Background: To establish credible, defensible and acceptable passing scores for written tests is a challenge for health profession educators. Angoff procedures are often used to establish pass/fail decisions for written and performance tests. In an Angoff procedure judges' expertise and professional skills are assumed to influence their ratings of the items during standard-setting. The purpose of this study was to investigate the impact of judges' item-related knowledge on their judgement of the difficulty of items, and second, to determine the stability of differences between judges.

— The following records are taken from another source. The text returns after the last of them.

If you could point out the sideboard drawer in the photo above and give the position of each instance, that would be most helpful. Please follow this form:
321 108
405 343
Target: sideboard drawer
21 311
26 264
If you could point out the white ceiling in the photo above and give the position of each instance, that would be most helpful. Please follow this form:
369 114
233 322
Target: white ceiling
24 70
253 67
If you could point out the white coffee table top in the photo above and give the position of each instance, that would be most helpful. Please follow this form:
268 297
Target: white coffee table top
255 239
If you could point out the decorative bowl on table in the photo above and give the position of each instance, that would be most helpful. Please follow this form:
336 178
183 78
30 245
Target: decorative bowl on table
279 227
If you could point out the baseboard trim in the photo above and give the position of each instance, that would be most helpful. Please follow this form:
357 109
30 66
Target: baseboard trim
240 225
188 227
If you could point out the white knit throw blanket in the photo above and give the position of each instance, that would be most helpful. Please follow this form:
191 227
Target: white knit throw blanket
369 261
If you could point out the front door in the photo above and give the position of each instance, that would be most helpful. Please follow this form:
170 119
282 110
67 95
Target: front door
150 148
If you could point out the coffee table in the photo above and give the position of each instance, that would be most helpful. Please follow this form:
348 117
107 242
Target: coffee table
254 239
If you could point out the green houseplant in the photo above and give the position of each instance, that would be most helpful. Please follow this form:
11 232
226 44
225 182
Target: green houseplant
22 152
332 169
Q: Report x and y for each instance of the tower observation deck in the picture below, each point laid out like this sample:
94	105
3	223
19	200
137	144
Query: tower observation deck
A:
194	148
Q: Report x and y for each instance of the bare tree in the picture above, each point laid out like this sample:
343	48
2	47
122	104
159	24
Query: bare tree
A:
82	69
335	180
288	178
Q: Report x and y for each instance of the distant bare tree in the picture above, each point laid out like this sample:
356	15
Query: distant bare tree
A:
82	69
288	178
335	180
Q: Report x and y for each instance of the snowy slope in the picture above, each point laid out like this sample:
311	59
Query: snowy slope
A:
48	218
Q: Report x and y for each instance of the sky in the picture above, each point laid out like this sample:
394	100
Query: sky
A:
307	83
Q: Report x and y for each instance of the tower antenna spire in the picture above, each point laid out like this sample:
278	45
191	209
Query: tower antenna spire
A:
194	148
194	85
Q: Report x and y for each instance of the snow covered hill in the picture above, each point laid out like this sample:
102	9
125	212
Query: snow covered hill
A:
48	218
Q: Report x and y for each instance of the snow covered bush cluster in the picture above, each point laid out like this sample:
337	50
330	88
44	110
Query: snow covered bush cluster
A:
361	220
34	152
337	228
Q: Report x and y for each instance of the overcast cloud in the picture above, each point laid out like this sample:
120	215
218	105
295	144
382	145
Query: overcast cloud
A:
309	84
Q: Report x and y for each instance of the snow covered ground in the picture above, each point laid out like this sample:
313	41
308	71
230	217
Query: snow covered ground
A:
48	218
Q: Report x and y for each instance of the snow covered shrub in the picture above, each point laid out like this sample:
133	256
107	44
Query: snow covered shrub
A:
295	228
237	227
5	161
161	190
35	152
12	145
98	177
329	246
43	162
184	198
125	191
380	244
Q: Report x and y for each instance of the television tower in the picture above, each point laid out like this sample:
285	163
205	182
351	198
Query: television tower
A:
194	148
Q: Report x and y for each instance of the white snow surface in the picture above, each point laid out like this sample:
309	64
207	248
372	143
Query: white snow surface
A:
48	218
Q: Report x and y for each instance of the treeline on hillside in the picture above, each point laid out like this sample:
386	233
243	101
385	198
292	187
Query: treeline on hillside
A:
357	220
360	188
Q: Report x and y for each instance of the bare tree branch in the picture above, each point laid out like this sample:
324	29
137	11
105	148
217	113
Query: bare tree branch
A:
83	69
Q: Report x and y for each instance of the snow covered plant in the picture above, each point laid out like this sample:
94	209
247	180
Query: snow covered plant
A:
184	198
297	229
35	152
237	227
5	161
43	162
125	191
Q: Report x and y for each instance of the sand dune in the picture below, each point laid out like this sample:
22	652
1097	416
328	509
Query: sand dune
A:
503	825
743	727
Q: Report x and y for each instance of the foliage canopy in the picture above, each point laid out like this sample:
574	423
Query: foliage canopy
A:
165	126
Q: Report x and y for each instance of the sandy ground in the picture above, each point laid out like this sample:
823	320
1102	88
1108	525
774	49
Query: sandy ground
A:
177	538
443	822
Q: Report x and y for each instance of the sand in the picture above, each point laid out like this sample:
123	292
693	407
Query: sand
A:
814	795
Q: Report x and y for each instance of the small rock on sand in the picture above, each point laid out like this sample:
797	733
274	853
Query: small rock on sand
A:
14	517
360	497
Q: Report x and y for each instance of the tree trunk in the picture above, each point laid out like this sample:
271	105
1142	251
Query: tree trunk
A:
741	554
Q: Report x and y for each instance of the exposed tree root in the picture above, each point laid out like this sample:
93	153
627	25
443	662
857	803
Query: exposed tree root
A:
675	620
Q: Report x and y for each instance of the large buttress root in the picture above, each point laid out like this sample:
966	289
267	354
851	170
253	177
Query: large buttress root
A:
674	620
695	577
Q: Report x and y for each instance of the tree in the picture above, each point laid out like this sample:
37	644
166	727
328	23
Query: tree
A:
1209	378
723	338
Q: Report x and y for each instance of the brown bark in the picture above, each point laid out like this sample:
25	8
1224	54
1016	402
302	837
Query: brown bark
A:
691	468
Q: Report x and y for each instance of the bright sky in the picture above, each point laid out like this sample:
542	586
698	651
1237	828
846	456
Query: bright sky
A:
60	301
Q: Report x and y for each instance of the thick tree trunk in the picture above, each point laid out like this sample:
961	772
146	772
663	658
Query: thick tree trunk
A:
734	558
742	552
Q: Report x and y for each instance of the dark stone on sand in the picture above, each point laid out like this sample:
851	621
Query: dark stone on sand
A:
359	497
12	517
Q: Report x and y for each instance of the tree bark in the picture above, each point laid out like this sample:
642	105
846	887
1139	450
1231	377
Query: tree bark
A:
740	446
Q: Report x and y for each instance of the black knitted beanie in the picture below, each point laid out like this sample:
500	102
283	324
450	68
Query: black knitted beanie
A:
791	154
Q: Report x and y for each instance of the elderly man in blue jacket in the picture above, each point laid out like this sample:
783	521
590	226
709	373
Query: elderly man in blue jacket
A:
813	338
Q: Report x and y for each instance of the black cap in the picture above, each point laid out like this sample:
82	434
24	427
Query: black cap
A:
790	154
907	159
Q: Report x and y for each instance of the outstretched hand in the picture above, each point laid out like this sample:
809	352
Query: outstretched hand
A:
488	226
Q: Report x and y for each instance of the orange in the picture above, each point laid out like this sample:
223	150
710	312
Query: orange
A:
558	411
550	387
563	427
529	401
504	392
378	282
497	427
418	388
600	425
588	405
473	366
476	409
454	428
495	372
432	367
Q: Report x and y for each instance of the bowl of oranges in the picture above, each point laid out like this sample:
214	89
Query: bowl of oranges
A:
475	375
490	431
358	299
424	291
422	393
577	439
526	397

Method: Thirteen judges were presented with two sets of 60 items on different occasions. They were asked to not only judge the difficulty of the items but also to answer them, without the benefit of the answer key. For each of the 120 items an Angoff estimate and an item score were obtained. The relationship between the Angoff estimate and the item score was examined by applying a regression analysis to the 60 items (Angoff estimate, score) for each judge at each occasion.
Results and conclusions: This study shows that in standard-setting the individual judgement of the individual item is not only a reflection of the difficulty of the item but also of the inherent stringency of the judge and his/her subject-related knowledge. Considerable variation between judges in their stringency was found, and Angoff estimates were significantly affected by a judge knowing or not knowing the answer to the item. These findings stress the importance of a careful selection process of the Angoff judges when making pass/fail decisions in health professions education. They imply that judges should be selected who are not only capable of conceptualising the 'minimally competent student', but who would also be capable of answering all the items.